Monday, December 28, 2009

Wishbone: Profile-based Partitioning for Sensornet Applications

Two major problems with application partitioning:
  • Heterogeneity
  • Decomposition
The requirements for wishbone applications
  1. Streaming dataflow model: the model should be a dataflow graph
  2. Predictable input rates and patterns: because they use profiling they need to set this constraint
The front-end creates a dataflow graph. The backend performs graph optimization and reduces work functions to an intermediate language that can be fed to a number of code generators.

namespace is used to logically define the distribution of the code, i.e., the code that can be distributed, not the code that necessarily needs to be distributed.

if the code to be placed (logically) in a node is stateful, the state of the stateful operators should be replicated on the node too.

Stateful server oprators can not be moved to the network, however, stateful node operators can be brought to the server.

The system considers two modes of conservative and permissive where in the conservative mode the stateful nodes are not pushed to the server but in the permissive mode, the stateful operators can be pushed to the server, in case the application is capable of dealing with data loss.

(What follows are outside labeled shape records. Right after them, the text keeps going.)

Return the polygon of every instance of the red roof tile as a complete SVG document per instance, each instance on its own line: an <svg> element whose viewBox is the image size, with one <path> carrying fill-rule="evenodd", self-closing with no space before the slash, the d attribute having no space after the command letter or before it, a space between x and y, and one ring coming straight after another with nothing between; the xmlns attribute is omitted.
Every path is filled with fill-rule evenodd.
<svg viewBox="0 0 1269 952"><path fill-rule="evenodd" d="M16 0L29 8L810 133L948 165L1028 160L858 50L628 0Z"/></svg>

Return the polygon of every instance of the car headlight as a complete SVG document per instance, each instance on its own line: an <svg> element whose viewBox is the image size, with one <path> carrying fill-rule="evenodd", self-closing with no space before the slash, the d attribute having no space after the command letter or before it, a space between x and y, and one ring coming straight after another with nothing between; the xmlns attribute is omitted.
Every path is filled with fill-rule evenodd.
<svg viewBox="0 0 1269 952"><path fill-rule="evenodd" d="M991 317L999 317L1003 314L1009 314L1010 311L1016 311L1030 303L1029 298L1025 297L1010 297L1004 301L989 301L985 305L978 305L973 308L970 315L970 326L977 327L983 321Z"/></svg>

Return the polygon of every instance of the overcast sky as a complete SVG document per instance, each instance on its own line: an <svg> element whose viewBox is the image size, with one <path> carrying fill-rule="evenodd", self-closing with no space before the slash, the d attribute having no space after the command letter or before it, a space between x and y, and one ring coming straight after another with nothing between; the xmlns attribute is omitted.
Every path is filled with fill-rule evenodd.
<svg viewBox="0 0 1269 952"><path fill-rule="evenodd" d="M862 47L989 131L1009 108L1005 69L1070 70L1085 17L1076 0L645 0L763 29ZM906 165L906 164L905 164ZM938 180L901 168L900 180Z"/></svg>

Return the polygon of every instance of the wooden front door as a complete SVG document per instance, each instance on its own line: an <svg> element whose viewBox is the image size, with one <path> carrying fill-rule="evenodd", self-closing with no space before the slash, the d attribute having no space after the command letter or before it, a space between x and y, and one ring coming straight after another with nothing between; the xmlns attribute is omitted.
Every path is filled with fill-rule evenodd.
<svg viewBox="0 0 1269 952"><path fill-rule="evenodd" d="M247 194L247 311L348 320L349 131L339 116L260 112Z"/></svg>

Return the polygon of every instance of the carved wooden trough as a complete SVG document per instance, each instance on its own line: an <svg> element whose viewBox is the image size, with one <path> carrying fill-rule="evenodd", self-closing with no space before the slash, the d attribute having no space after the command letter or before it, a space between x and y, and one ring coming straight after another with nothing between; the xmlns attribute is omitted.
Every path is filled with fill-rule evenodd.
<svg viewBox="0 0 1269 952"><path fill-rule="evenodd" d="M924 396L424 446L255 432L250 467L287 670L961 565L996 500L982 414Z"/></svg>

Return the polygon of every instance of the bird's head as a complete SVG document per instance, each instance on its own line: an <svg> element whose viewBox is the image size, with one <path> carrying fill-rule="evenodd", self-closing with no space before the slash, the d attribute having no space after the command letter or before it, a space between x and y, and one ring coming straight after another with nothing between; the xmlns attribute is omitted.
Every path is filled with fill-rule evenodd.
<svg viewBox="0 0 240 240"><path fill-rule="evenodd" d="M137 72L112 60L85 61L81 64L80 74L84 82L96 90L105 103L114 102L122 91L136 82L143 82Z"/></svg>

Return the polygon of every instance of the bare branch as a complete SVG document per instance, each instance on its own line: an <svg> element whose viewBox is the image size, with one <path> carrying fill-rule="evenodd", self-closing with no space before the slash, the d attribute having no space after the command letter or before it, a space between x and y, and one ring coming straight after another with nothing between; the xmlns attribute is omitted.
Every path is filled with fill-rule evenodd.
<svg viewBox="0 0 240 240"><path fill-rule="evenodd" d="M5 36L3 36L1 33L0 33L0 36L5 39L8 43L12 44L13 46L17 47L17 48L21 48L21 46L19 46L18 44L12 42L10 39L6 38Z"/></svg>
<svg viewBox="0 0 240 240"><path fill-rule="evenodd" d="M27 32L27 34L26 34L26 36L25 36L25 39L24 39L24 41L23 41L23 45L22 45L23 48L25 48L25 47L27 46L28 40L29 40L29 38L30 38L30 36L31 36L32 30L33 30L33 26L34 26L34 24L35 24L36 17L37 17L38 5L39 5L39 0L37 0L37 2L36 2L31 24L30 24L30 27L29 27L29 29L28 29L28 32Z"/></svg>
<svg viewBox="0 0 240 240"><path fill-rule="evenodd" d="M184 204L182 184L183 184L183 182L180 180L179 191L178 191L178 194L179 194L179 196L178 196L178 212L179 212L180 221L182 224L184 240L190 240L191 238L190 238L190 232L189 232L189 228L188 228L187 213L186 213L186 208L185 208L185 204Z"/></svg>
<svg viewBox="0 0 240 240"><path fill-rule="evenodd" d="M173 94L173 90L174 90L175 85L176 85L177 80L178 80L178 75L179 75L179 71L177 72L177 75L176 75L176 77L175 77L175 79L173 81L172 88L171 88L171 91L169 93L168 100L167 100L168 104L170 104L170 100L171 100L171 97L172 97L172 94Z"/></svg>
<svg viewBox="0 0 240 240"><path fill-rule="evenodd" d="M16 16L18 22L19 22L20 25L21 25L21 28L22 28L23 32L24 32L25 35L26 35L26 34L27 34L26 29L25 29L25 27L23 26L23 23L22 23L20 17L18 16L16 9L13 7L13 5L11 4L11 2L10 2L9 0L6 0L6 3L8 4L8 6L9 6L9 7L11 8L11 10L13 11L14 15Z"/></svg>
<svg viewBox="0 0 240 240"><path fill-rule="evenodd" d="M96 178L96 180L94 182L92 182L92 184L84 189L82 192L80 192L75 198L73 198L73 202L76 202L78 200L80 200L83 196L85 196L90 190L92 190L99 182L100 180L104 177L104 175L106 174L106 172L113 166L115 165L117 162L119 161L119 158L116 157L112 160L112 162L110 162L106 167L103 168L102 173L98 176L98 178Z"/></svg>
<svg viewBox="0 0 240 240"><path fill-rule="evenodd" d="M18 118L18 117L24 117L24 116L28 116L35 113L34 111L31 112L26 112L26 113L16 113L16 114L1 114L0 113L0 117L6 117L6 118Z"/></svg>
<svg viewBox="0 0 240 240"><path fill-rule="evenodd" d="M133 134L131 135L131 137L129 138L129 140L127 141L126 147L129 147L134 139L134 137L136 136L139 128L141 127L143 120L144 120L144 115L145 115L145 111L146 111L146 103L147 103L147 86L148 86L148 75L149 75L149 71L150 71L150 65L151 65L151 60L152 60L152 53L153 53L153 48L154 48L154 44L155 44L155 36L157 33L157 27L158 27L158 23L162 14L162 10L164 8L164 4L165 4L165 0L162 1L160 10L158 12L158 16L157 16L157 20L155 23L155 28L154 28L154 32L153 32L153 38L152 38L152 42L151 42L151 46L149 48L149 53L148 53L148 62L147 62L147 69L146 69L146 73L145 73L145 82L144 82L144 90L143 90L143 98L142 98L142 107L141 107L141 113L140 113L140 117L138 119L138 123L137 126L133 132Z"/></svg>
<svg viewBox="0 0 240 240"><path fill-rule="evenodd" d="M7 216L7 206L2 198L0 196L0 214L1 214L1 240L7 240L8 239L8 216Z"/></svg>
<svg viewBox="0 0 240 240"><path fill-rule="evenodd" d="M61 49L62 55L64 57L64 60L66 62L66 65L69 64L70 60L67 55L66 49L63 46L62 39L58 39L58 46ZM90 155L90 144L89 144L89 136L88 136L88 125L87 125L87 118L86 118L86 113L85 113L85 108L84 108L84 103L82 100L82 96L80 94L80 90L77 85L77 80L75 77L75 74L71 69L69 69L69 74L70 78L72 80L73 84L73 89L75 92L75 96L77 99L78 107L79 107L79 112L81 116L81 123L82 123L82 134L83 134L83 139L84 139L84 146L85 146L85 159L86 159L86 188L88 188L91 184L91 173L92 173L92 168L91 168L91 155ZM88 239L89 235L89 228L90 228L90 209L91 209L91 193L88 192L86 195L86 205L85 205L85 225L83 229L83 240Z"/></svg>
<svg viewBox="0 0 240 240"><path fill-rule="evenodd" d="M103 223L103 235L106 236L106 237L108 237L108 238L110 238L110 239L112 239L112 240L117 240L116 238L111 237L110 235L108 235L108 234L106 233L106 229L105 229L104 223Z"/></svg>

For dataflow, the Scheme compiler executes the code during the compilation to measure the data flow, producing platform independent data rates.

Once partitoned, the partition is executed within simulated or real hardware to measure the cpu foot print for the partition. Timing statements are placed at the beginning and end of each operation. The timestamp can help with extracting the memory footprint for each piece of the code.

Cost is measured using Cost = aC + bNet

The ILP algorithm used is minimum cost cut for partitioning the graph

Wednesday, December 16, 2009

Dynamic Function Placement for Data-intensive Cluster Computing

Application partitioning is difficult because of :
  • variation in application behavior
  • variability in resource availability
  • availability in workload mixes
Effective use of cluster resources require
  1. load balancing
  2. proper partitioning of functionality among producers and consumers
Function placement is done in abacus only based on black box monitoring removing the burden from the programmers to worry about function placement.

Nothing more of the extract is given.